A Case Report of Unilateral Pleural Effusion in a Middle-aged Woman: A Rare Coexistence.

Balasubramanian, Viswesvaran, Majed Ab Momin, Abhijeet Ingle, Ramya R Malipeddi, and Nitesh Gupta. 2025. “A Case Report of Unilateral Pleural Effusion in a Middle-Aged Woman: A Rare Coexistence.”. The Journal of the Association of Physicians of India 73 (9S): 23-25.

Abstract

A 39-year-old woman with a 1-year history of seronegative arthritis was admitted for shortness of breath, left-sided chest pain, and joint pains. Upon physical examination, the tips of her right leg's fifth toe showed dry gangrene. Laboratory results revealed proteinuria and positivity for antinuclear antibody, ribonucleoprotein/Smith (RNP/Sm) antibody, Smith, and anti-double-strand deoxyribonucleic acid (DNA) antibody.

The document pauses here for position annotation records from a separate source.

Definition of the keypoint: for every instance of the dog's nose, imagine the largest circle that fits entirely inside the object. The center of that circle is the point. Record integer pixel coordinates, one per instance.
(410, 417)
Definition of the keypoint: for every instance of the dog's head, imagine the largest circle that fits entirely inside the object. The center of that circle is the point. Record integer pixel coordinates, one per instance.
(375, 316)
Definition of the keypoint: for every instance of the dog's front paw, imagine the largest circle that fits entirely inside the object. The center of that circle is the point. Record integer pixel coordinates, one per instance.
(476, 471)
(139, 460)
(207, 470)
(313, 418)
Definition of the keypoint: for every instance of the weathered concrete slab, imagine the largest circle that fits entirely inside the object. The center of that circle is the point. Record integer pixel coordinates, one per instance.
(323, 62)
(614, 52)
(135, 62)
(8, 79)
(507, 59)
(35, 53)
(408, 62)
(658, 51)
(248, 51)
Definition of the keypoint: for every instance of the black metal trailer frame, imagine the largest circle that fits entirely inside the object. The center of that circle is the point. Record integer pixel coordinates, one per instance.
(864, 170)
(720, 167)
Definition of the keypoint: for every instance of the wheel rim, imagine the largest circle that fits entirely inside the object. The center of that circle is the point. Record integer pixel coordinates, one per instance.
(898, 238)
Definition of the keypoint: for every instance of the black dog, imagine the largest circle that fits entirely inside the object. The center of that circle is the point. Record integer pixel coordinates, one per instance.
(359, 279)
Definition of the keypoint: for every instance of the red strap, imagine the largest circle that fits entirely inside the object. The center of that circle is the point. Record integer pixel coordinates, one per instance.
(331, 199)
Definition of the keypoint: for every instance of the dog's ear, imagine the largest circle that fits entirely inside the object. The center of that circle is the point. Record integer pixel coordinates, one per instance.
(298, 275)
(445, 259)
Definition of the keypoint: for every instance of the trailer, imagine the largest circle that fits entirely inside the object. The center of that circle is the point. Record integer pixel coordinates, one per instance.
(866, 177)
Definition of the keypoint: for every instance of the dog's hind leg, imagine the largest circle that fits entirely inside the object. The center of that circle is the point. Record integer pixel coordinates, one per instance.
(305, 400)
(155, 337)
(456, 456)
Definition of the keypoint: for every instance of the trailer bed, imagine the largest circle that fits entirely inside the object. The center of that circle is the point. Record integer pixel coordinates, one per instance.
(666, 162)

The chest radiograph showed cardiomegaly, and computed tomography (CT) of the chest revealed pleural effusion. Initial pleural investigations revealed exudative pleurisy, low adenosine deaminase (ADA), and pleural effusion with cytology positive for lupus erythematosus (LE) cells. Rigid thoracoscopy revealed necrotic parietal pleura. Acid-fast bacillus (AFB) yielded positive results with Ziehl-Neelsen stains. Based on the above clinical, cytohistological, and serological findings, a coexistence of lupus pleuritis with tuberculous serositis (TS) was diagnosed in the background of systemic lupus erythematosus (SLE) with renal crisis. After 2 months of antitubercular therapy (ATT) with maintenance dose of steroids, following symptomatic improvement, pulse steroids and cyclophosphamide were initiated for SLE with renal crisis, and ATT was continued for 6 months. Postcompletion of ATT, the patient had complete resolution and was in remission of SLE.